Sabe aquele papo de que hoje em dia todo mundo é criador de conteúdo? Que a gente deixou de compartilhar as coisinhas que a gente tem vontade para performar algo nas redes e deixar o feed bonito?
Se a lógica sempre foi viver uma experiência e, depois, eventualmente, compartilhar algo sobre ela, o conteúdo era a consequência da vivência. Agora, a experiência é planejada em função do conteúdo que ela vai gerar.

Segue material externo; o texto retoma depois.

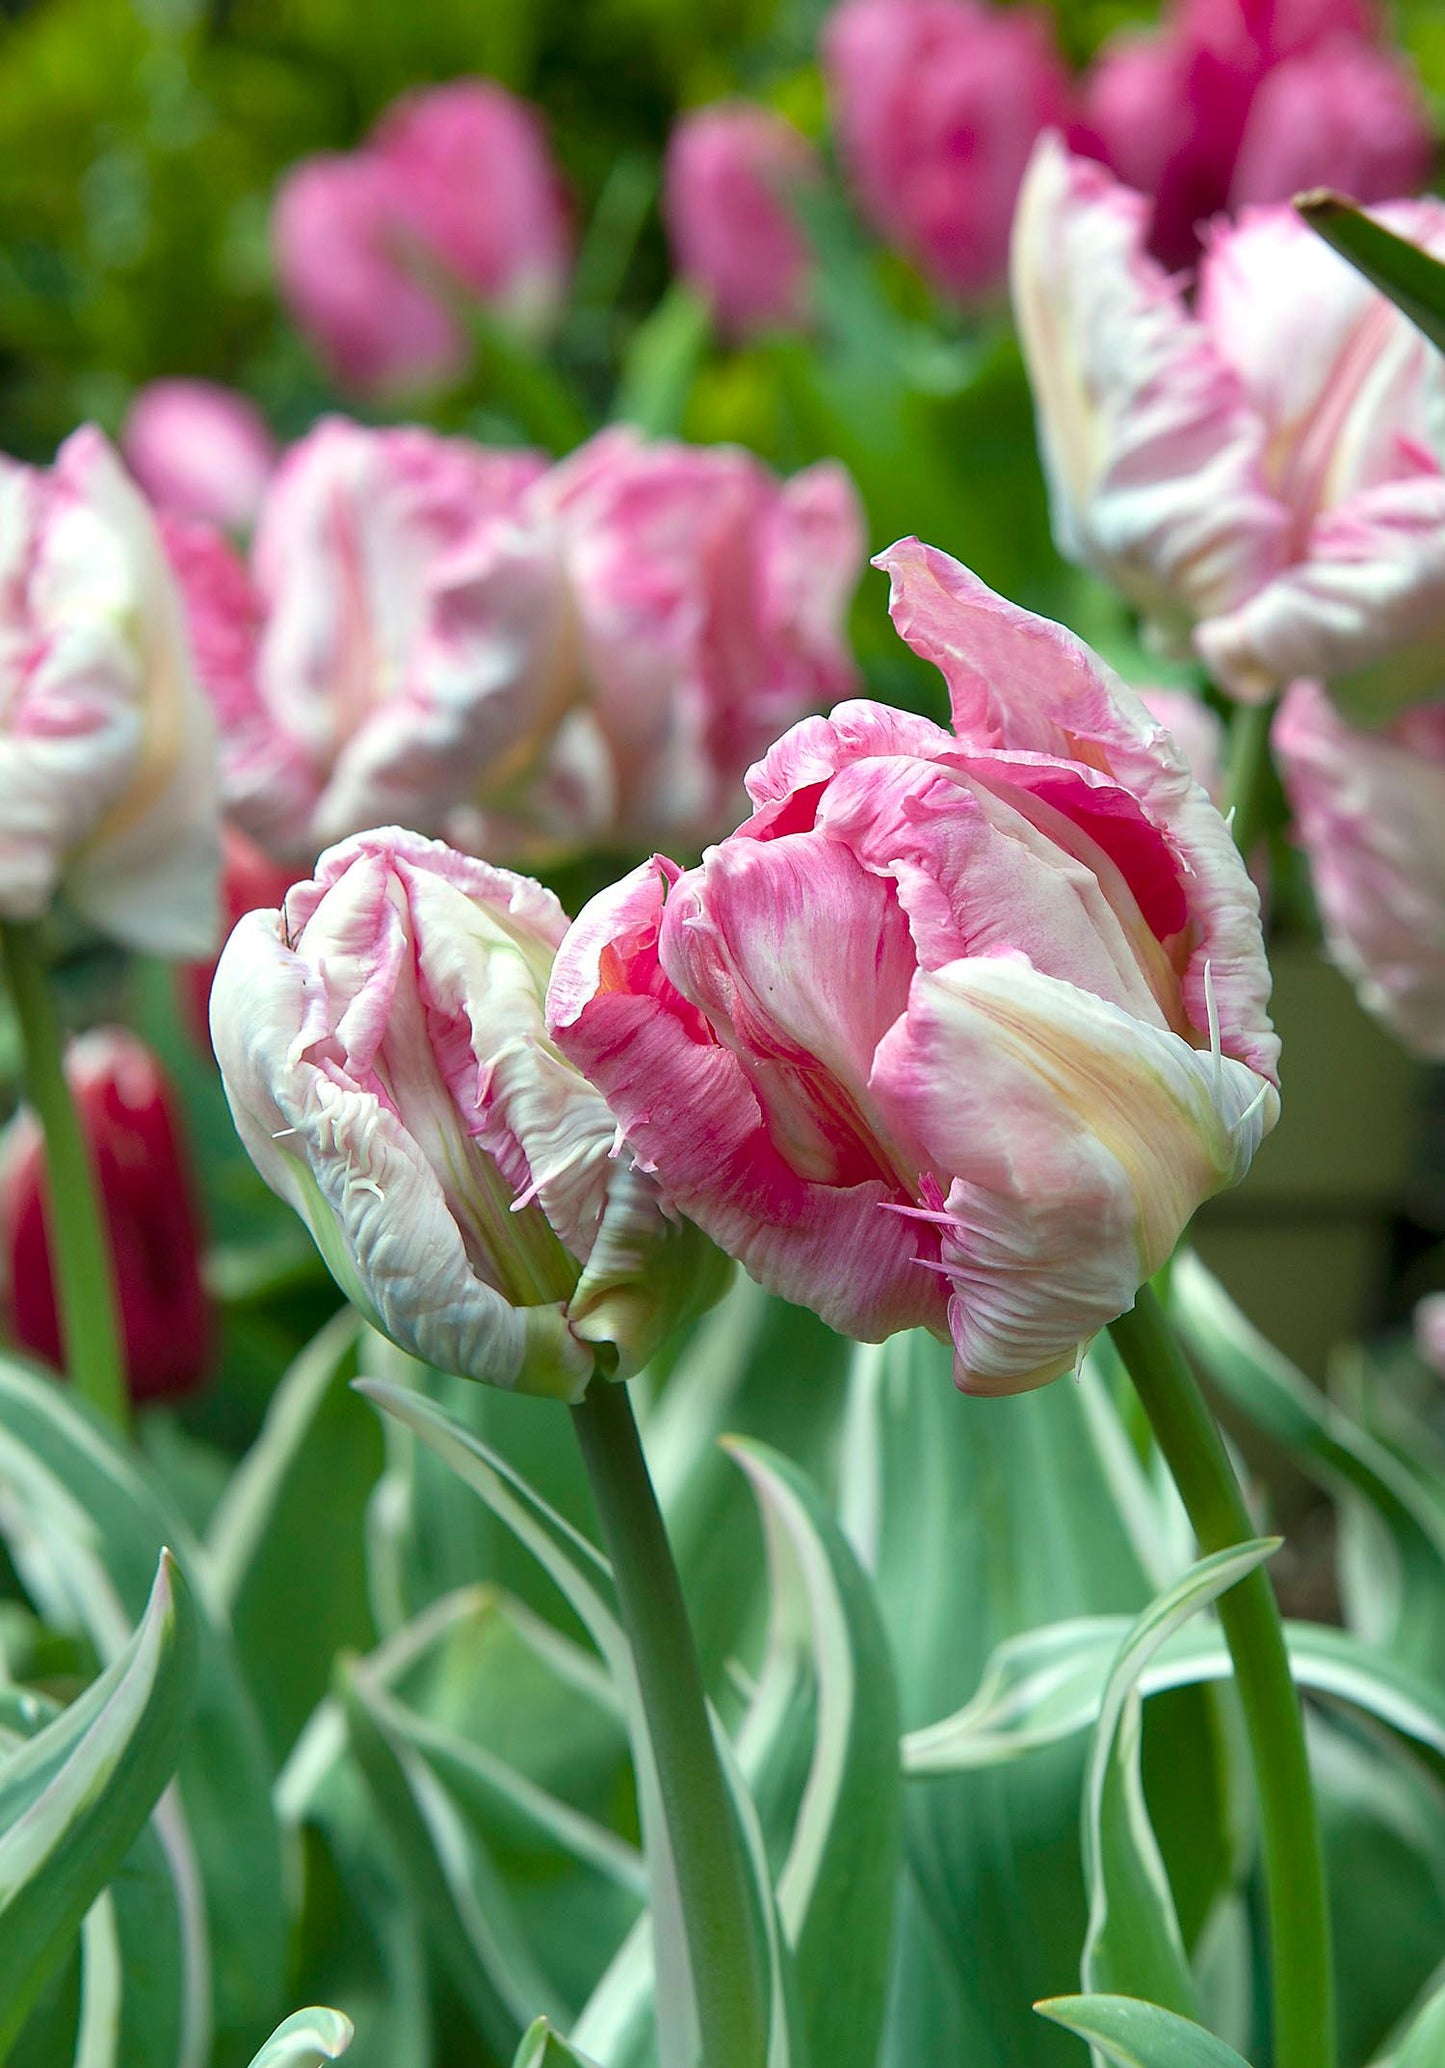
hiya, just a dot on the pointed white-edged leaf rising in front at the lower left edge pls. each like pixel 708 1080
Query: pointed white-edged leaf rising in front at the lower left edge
pixel 75 1796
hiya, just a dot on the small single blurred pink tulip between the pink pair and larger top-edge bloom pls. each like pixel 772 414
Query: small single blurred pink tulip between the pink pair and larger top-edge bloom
pixel 729 197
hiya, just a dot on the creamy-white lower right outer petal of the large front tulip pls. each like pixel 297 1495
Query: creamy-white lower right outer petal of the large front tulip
pixel 1078 1147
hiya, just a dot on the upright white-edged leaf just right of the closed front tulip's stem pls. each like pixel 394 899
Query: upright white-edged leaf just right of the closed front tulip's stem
pixel 840 1875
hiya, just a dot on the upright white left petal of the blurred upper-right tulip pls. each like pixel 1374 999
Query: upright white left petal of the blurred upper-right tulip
pixel 1152 454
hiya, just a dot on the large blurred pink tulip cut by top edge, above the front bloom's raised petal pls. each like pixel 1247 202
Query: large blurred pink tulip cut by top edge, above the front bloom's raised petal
pixel 937 107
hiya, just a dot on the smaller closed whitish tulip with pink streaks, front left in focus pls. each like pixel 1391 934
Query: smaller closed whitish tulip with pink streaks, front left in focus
pixel 388 1064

Isso não é um comportamento de nicho. Pesquisas mostram que uma fatia relevante de viajantes já escolhe destino, restaurante ou atração a partir do que viu nas redes, e não do que buscou por conta própria. E essa inspiração sempre existiu, o problema é quando ela vira um passo a passo. Assim, a rede social deixa de ampliar o repertório de possibilidades de alguém e passa a substituí-lo por um único caminho que já provou gerar engajamento.
Esse caminho já traçado nos blinda da descoberta: o lugar que não estava na lista, o olhar pro que está acontecendo ao redor, tudo aquilo que produz experiências genuínas.

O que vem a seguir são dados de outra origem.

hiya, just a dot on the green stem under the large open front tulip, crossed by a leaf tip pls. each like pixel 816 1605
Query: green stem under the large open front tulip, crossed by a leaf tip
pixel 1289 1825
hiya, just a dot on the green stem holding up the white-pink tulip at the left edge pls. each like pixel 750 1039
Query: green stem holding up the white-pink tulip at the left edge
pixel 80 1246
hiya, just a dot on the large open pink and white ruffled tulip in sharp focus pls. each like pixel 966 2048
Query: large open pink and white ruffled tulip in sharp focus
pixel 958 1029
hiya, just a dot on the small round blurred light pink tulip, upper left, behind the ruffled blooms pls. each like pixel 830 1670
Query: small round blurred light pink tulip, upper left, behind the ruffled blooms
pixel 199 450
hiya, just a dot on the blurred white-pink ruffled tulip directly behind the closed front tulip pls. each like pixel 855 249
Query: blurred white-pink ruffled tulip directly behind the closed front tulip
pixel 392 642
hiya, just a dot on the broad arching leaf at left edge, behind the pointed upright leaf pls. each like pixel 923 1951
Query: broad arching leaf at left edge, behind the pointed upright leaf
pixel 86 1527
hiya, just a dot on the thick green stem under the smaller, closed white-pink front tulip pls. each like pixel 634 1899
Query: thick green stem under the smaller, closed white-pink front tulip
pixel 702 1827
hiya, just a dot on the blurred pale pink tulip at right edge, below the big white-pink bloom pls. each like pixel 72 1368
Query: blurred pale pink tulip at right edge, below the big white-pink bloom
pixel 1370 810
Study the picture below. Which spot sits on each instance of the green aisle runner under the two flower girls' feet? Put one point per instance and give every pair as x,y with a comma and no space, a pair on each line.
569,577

Autenticidade como posicionamento
É nesse cenário saturado que se abre a maior oportunidade para marcas e criadores: a escassez do mercado não é mais a visibilidade, é a originalidade.

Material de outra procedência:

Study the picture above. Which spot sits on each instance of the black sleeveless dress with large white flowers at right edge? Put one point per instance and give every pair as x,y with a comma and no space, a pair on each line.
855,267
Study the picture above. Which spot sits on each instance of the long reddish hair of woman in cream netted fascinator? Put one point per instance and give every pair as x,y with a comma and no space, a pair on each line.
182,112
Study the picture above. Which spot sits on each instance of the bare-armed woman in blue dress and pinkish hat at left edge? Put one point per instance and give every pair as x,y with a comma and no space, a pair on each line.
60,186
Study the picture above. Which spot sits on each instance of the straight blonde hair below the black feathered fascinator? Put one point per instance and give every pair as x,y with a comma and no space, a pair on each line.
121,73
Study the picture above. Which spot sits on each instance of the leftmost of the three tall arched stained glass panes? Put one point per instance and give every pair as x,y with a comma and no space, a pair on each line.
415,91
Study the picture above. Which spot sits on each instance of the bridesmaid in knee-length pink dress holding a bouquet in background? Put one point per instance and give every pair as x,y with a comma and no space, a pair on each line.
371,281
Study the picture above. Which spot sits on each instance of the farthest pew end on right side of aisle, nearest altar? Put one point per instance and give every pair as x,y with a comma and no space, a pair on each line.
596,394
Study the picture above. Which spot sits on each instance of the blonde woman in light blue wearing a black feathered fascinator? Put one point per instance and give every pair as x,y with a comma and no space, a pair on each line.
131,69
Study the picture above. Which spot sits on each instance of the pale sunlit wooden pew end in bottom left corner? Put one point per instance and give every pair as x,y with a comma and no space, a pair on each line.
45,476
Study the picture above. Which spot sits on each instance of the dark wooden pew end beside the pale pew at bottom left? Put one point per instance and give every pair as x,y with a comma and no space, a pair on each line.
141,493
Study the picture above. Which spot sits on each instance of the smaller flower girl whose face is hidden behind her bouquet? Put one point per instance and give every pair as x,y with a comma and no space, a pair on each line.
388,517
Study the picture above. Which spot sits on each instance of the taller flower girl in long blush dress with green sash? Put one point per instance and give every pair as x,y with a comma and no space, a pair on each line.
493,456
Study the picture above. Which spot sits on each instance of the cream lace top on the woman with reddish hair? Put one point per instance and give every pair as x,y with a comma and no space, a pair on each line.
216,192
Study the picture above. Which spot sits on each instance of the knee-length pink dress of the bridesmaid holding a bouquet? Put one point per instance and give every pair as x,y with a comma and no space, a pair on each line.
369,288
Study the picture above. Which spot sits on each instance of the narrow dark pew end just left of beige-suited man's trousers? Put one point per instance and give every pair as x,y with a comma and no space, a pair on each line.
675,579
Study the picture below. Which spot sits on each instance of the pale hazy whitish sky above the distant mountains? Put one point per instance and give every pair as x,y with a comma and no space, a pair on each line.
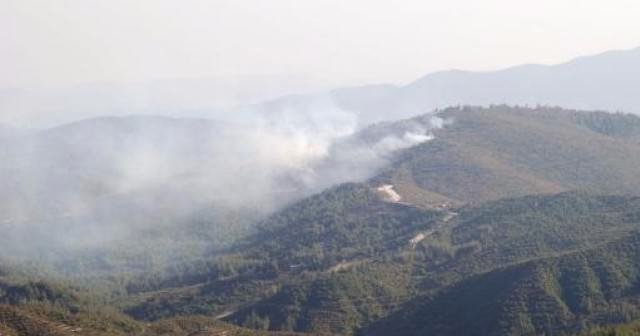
45,42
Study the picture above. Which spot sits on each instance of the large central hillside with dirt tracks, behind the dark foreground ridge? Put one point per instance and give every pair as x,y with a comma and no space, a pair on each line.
318,265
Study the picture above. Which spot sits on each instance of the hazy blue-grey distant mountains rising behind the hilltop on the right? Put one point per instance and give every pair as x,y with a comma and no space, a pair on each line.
608,81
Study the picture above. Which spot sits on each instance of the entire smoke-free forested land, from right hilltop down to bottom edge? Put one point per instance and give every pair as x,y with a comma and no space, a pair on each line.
512,221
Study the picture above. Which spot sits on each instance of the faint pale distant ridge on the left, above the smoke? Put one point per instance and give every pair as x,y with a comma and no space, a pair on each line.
179,97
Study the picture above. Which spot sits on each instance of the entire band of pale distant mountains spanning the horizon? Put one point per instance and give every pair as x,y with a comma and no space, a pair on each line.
608,81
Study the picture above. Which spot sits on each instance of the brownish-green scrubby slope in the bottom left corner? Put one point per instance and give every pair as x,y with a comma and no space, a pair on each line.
28,309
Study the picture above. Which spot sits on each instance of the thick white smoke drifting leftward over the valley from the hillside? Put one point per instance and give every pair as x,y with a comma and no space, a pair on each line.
108,183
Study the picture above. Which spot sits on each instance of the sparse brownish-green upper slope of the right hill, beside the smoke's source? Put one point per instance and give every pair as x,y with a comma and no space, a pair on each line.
492,153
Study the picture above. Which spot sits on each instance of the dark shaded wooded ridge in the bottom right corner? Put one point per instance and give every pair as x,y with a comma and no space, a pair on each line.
545,296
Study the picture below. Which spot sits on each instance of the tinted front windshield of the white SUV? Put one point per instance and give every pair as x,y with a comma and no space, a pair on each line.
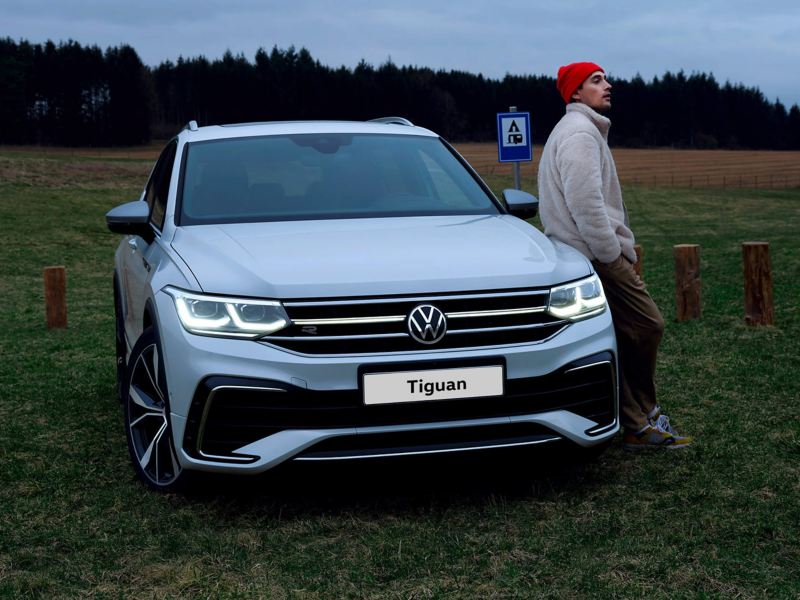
325,176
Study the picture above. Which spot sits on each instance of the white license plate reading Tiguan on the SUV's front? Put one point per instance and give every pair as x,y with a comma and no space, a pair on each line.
439,384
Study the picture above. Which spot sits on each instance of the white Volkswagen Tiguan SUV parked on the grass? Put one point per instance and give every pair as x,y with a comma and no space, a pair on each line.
339,290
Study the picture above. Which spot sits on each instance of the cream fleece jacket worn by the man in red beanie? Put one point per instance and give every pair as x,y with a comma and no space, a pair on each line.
580,201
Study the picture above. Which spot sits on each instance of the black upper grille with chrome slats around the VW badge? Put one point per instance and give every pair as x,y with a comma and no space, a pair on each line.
379,325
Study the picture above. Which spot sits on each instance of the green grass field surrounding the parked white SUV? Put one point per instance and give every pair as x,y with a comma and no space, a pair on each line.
720,519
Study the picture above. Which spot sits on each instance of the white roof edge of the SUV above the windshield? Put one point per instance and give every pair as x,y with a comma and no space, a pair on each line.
239,130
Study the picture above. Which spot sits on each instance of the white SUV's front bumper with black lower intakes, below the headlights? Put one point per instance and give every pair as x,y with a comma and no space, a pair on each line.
243,406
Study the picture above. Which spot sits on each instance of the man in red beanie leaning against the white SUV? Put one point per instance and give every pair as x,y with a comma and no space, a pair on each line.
580,204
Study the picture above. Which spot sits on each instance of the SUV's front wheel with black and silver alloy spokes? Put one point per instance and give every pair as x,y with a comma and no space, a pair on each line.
147,424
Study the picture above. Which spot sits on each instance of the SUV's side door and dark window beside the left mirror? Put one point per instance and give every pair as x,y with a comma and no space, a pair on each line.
144,254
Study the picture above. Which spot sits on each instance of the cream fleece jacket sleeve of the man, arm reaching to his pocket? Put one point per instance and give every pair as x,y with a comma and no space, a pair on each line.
580,165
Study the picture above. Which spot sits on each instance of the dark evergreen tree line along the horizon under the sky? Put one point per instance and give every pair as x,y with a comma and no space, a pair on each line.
74,95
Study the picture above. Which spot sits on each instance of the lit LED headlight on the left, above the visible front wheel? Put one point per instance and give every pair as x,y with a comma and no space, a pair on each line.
228,317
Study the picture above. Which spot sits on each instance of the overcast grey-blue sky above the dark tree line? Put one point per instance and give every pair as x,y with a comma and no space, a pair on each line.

Em um ambiente onde a maior parte do conteúdo é derivada, é uma repetição, o que se torna valioso é o conteúdo que só poderia ter vindo daquela marca ou daquele criador específico. Algo que nasce de um processo, uma pesquisa, uma vivência ou um ponto de vista que não existiria de outra forma.
Criadores e marcas que constroem a partir de um repertório próprio não competem por atenção dentro do ciclo de imitação. Eles são a matéria-prima que a bolha depois copia.
Mas isso exige um esforço maior: trocar a pergunta "o que está funcionando agora?" pela pergunta "qual a perspectiva que só eu posso oferecer, que ninguém mais pode dizer do mesmo jeito?".